Let's take a random sample of sites to see generally who's running them:
{cslinux1:~} cat *-websites > combined-websites
{cslinux1:~} shuf -n30 combined-websites
ptw190000
jxy170007
nkumar
chasteen
kxa051000
dga071000
kxl172530
yxw158830
csr170000
nxs135730
mxz173130
jbb130330
nxa190029
cje160030
cxs180003
jxa220048
nxh150030
nai160030
sxb180041
mxy171630
fass
mxh143930
axv210014
sxn177430
ted
sxk220505
jpb170330
jjo190001
bag190002
mxc220049
NetID | Owner classification | Other notes |
---|---|---|
ptw190000 | Student | Undergraduate, website was created for a class |
jxy170007 | Website is broken | |
nkumar | Professor | |
chasteen | Professor | |
kxa051000 | Professor | |
dga071000 | Professor | |
kxl172530 | Website is broken | |
yxw158830 | TA | Website looks very nice |
csr170000 | Website is broken | |
nxs135730 | Website is broken | |
mxz173130 | Student | Ph.D. student |
jbb130330 | Website is broken | |
nxa190029 | cppfile.exe | |
cje160030 | cppfile.exe | |
cxs180003 | Website is broken | |
jxa220048 | cppfile.exe | |
nxh150030 | Website is broken | |
nai160030 | Website is broken | |
sxb180041 | Website is broken | |
mxy171630 | Website is broken | |
fass | Professor | |
mxh143930 | Website is broken | |
axv210014 | Student | Ph.D. student |
sxn177430 | Professor | |
ted | Professor | I'm assuming this guy is a professor, he might have a more managerial role though, the website is kind of vague. |
sxk220505 | Student | Graduate student |
jpb170330 | Website is broken | |
jjo190001 | Professor | Website looks very nice |
bag190002 | Student | Undergraduate, website was created for a class |
mxc220049 | cppfile.exe |
I sorted these websites into four categories: websites by professors, by students, broken websites, and cppfile.exe. I have no idea what these cppfile.exe websites are, but they all look identical. I assume that they were all created for the same class.
In total we had 5 students, 8 professors, 1 TA, 12 broken websites, and 4 cppfile.exe sites. All of these broken websites have some content in them, they're just misconfigured in some way.

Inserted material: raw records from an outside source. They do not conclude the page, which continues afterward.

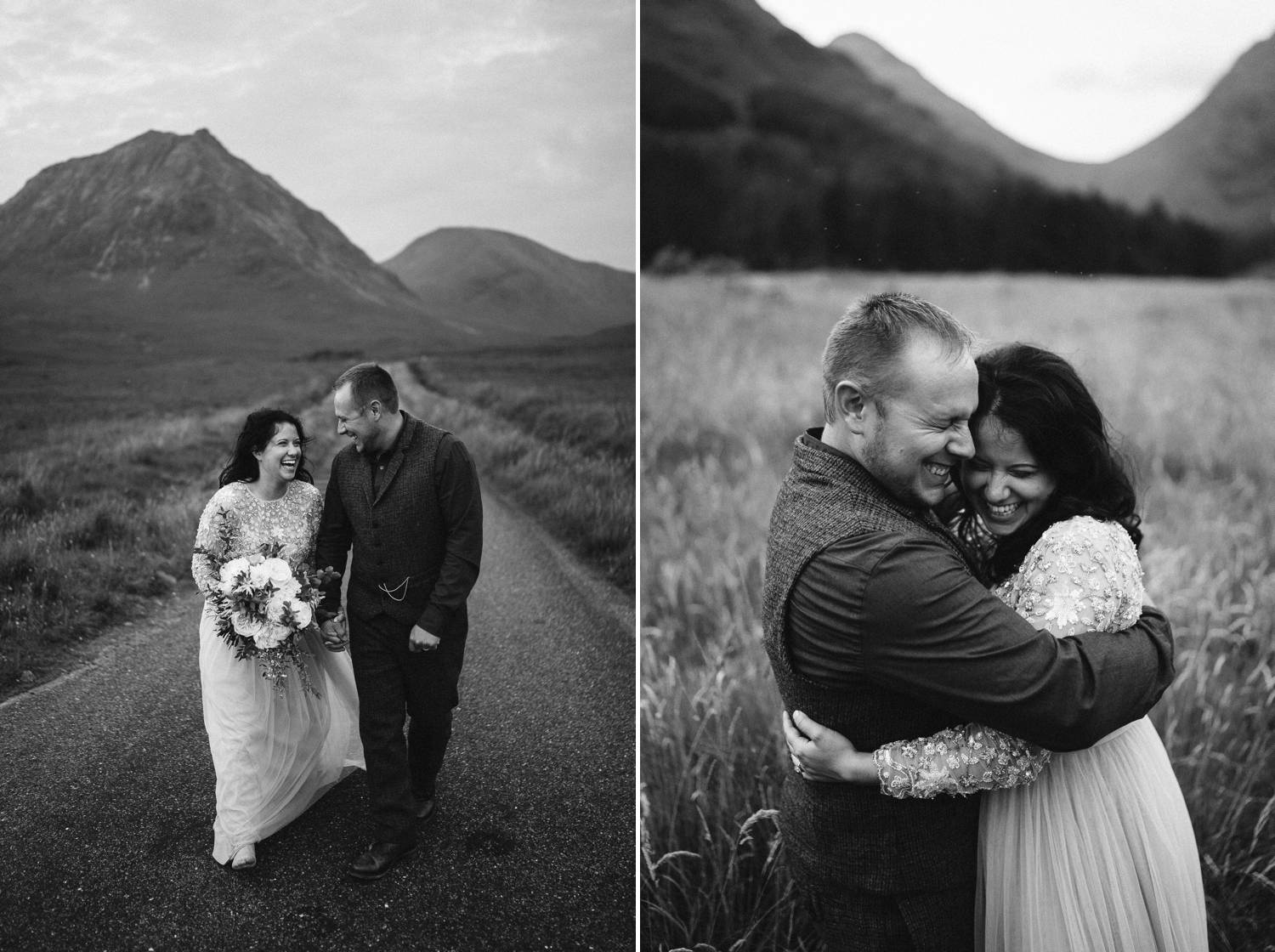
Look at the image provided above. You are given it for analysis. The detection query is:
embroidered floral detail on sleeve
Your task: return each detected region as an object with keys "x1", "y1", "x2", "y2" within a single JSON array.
[{"x1": 872, "y1": 724, "x2": 1050, "y2": 801}]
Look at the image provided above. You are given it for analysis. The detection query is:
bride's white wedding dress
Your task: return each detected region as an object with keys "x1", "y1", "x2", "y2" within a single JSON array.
[
  {"x1": 191, "y1": 480, "x2": 364, "y2": 863},
  {"x1": 874, "y1": 516, "x2": 1209, "y2": 952}
]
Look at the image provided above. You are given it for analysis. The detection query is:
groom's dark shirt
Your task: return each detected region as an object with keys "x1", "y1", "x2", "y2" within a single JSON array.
[{"x1": 762, "y1": 431, "x2": 1173, "y2": 907}]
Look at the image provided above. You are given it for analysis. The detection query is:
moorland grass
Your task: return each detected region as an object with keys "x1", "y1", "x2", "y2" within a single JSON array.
[
  {"x1": 640, "y1": 273, "x2": 1275, "y2": 952},
  {"x1": 412, "y1": 344, "x2": 637, "y2": 592}
]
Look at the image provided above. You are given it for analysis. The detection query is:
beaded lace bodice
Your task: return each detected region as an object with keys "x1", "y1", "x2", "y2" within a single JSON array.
[
  {"x1": 872, "y1": 516, "x2": 1144, "y2": 799},
  {"x1": 190, "y1": 479, "x2": 323, "y2": 597}
]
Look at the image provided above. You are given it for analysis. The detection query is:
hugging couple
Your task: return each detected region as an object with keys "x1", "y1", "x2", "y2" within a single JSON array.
[{"x1": 762, "y1": 293, "x2": 1208, "y2": 952}]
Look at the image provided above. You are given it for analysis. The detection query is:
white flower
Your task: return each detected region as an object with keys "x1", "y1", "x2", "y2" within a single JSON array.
[
  {"x1": 221, "y1": 558, "x2": 247, "y2": 595},
  {"x1": 262, "y1": 558, "x2": 292, "y2": 586},
  {"x1": 291, "y1": 599, "x2": 314, "y2": 628},
  {"x1": 275, "y1": 576, "x2": 301, "y2": 599}
]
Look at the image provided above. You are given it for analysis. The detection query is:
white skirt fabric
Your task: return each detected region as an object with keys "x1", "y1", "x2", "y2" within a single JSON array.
[
  {"x1": 199, "y1": 604, "x2": 364, "y2": 863},
  {"x1": 977, "y1": 717, "x2": 1209, "y2": 952}
]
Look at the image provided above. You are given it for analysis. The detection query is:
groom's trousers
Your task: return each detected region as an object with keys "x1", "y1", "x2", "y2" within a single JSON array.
[
  {"x1": 806, "y1": 886, "x2": 974, "y2": 952},
  {"x1": 349, "y1": 615, "x2": 466, "y2": 842}
]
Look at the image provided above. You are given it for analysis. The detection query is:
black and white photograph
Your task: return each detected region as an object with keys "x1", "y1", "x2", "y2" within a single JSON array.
[
  {"x1": 639, "y1": 0, "x2": 1275, "y2": 952},
  {"x1": 0, "y1": 0, "x2": 638, "y2": 952}
]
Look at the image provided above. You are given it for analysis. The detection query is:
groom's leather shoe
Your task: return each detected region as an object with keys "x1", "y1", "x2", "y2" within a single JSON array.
[
  {"x1": 416, "y1": 796, "x2": 434, "y2": 824},
  {"x1": 346, "y1": 842, "x2": 417, "y2": 881}
]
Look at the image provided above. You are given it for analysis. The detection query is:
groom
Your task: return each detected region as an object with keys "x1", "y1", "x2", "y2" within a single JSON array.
[
  {"x1": 762, "y1": 294, "x2": 1173, "y2": 952},
  {"x1": 315, "y1": 363, "x2": 482, "y2": 880}
]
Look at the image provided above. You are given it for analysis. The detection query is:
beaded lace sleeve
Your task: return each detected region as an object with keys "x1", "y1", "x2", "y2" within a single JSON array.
[
  {"x1": 872, "y1": 516, "x2": 1144, "y2": 799},
  {"x1": 190, "y1": 487, "x2": 237, "y2": 598}
]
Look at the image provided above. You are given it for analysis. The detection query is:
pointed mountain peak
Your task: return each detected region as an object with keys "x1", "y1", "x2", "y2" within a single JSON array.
[{"x1": 0, "y1": 128, "x2": 418, "y2": 304}]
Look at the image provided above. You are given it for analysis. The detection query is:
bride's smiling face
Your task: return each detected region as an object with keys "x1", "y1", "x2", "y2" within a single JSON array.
[
  {"x1": 960, "y1": 416, "x2": 1058, "y2": 536},
  {"x1": 252, "y1": 423, "x2": 301, "y2": 482}
]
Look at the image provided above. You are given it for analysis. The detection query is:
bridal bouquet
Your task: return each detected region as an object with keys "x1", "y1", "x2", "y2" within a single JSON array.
[{"x1": 201, "y1": 543, "x2": 337, "y2": 694}]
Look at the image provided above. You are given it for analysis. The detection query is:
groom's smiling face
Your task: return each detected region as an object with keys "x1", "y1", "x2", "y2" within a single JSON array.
[
  {"x1": 332, "y1": 383, "x2": 382, "y2": 452},
  {"x1": 861, "y1": 335, "x2": 978, "y2": 508}
]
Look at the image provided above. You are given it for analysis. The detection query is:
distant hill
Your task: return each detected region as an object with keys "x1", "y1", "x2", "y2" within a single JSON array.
[
  {"x1": 828, "y1": 33, "x2": 1091, "y2": 187},
  {"x1": 384, "y1": 228, "x2": 637, "y2": 342},
  {"x1": 640, "y1": 0, "x2": 1250, "y2": 275},
  {"x1": 1096, "y1": 37, "x2": 1275, "y2": 230},
  {"x1": 829, "y1": 33, "x2": 1275, "y2": 233},
  {"x1": 0, "y1": 130, "x2": 634, "y2": 414},
  {"x1": 0, "y1": 128, "x2": 417, "y2": 307}
]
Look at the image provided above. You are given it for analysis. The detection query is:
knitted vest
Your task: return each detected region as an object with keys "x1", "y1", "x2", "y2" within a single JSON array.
[
  {"x1": 333, "y1": 414, "x2": 468, "y2": 635},
  {"x1": 762, "y1": 439, "x2": 978, "y2": 897}
]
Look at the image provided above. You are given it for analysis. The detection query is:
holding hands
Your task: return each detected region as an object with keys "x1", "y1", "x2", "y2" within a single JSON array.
[{"x1": 319, "y1": 612, "x2": 349, "y2": 651}]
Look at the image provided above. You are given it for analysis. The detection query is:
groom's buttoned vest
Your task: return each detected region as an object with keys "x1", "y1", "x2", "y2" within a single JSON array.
[
  {"x1": 328, "y1": 413, "x2": 468, "y2": 636},
  {"x1": 762, "y1": 437, "x2": 979, "y2": 895}
]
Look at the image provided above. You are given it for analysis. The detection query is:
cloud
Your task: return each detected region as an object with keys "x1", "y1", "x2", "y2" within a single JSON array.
[{"x1": 0, "y1": 0, "x2": 635, "y2": 266}]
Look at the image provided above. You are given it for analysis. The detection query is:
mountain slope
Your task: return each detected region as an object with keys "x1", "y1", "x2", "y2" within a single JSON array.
[
  {"x1": 0, "y1": 128, "x2": 413, "y2": 306},
  {"x1": 384, "y1": 228, "x2": 637, "y2": 340},
  {"x1": 828, "y1": 33, "x2": 1093, "y2": 187},
  {"x1": 828, "y1": 33, "x2": 1275, "y2": 232},
  {"x1": 1098, "y1": 36, "x2": 1275, "y2": 230}
]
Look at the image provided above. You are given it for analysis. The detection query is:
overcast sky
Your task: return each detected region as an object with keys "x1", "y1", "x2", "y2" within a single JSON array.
[
  {"x1": 760, "y1": 0, "x2": 1275, "y2": 162},
  {"x1": 0, "y1": 0, "x2": 637, "y2": 269}
]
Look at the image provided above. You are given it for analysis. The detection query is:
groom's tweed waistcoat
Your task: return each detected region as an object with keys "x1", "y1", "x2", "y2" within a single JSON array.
[
  {"x1": 762, "y1": 439, "x2": 979, "y2": 895},
  {"x1": 320, "y1": 414, "x2": 468, "y2": 638}
]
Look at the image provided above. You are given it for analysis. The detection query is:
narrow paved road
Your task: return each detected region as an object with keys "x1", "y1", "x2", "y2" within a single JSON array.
[{"x1": 0, "y1": 371, "x2": 635, "y2": 952}]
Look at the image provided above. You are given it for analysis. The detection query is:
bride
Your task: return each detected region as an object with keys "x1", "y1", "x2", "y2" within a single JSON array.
[
  {"x1": 191, "y1": 409, "x2": 364, "y2": 870},
  {"x1": 785, "y1": 344, "x2": 1208, "y2": 952}
]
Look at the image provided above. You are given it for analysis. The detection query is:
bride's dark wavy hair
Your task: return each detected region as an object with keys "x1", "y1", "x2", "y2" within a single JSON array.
[
  {"x1": 217, "y1": 406, "x2": 314, "y2": 487},
  {"x1": 956, "y1": 343, "x2": 1142, "y2": 584}
]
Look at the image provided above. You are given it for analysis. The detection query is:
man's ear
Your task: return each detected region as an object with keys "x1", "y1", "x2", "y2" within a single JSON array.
[{"x1": 833, "y1": 380, "x2": 872, "y2": 436}]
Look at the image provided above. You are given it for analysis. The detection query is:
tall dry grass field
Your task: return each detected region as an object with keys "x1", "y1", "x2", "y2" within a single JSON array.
[{"x1": 640, "y1": 274, "x2": 1275, "y2": 951}]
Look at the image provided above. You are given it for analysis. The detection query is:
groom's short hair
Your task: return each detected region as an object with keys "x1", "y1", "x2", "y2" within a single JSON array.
[
  {"x1": 332, "y1": 363, "x2": 398, "y2": 413},
  {"x1": 824, "y1": 292, "x2": 974, "y2": 423}
]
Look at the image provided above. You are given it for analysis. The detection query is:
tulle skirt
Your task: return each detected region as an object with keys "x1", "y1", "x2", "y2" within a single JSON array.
[
  {"x1": 199, "y1": 605, "x2": 364, "y2": 863},
  {"x1": 977, "y1": 717, "x2": 1209, "y2": 952}
]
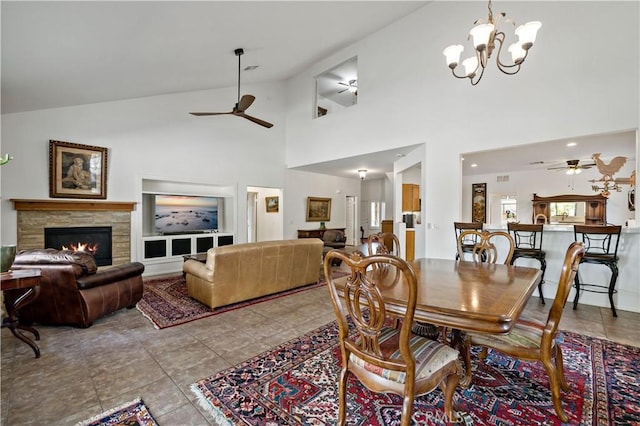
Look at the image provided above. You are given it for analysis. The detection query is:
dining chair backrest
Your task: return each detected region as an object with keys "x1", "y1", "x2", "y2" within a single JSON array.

For example, the last broken website I looked at was actually a cppfile.exe website in disguise.
{pubssh:/home/010/j/jp/jpb170330/public_html} ls -l
total 96
----------. 1 574231 studunionx 9224 Sep 4 2020 cppfile.exe
-r--r-----. 1 574231 studunionx 15 Sep 4 2020 trial.txt
If you want to play around with this data yourself, the lists I created can be found here.